TRURO - The Municipality of Colchester is planning to provide three new scholarships this year to graduating high school students planning to pursue a career in the trades sector.
Coun. Bill Masters.
The new scholarships, each valued at $1,000, will be made available to students graduating from the Cobequid Educational Centre in Truro, North Colchester High School in Tatamagouche and South Colchester Academy in Brookfield with plans to pursue a higher education through trades training.
"I definitely want to see the trades involved in here," said Coun. Doug MacInnes during council discussion.
A number of councillors agreed, including Deputy Mayor Bill Masters.
"I think the trades side of it is a great thing because we've got a lot of university graduates who are sitting there with no jobs," he said.
"You give me a diesel mechanic and I'll have a job for him tomorrow. And the same with a bricklayer or any of those. Those are the jobs right now that we seem to have lost out west and when the vocational schools closed, we created a monster."
Another stipulation with the new scholarships is that they cannot be received by students who are receiving other bursaries.

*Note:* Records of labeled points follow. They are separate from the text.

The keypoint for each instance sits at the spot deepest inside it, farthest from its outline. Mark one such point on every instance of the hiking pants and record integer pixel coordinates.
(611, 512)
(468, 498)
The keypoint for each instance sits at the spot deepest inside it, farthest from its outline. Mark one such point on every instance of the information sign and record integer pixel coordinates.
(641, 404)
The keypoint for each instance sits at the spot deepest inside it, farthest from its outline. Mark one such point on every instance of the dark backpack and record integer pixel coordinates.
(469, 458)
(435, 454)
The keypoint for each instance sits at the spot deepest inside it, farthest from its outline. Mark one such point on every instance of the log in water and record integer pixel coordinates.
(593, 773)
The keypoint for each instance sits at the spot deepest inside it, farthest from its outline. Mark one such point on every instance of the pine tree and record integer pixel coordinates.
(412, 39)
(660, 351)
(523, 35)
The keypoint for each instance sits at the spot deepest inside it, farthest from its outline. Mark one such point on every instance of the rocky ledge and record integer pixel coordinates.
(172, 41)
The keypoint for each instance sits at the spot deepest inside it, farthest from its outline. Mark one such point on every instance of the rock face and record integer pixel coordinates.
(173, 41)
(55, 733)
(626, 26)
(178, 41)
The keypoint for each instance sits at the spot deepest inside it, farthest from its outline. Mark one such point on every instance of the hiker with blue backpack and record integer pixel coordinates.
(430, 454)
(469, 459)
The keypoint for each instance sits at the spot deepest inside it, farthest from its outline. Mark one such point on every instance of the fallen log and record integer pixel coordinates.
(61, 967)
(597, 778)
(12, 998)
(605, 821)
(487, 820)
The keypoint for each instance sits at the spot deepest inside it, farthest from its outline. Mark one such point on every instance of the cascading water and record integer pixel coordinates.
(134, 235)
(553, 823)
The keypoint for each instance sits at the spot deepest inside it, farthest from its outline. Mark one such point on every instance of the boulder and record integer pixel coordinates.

"I'd really like to see someone get a scholarship that doesn't get five other ones," Masters said, prior to that condition being added.
The new scholarships will be in addition to five existing awards, each valued at $1,000, that the county provides to graduating high school students each year.
In the past, the municipality's scholarships could only be awarded to students who live within Colchester County proper, which meant a student with a Truro address would not be eligible. That condition, however, is being eliminated.
And council further directed staff to look at the criteria surrounding scholarship eligibility, with the aim of having the applications come directly to the municipality, instead of having the awards decided through the schools.
"I would like to see a different set of eyes looking at our applications," Coun. Tom Taggart said.
But not everyone agreed with that proposal.
"I really think the schools need to be involved here (in the decision making)," said Coun. Mike Cooper. "They know these kids."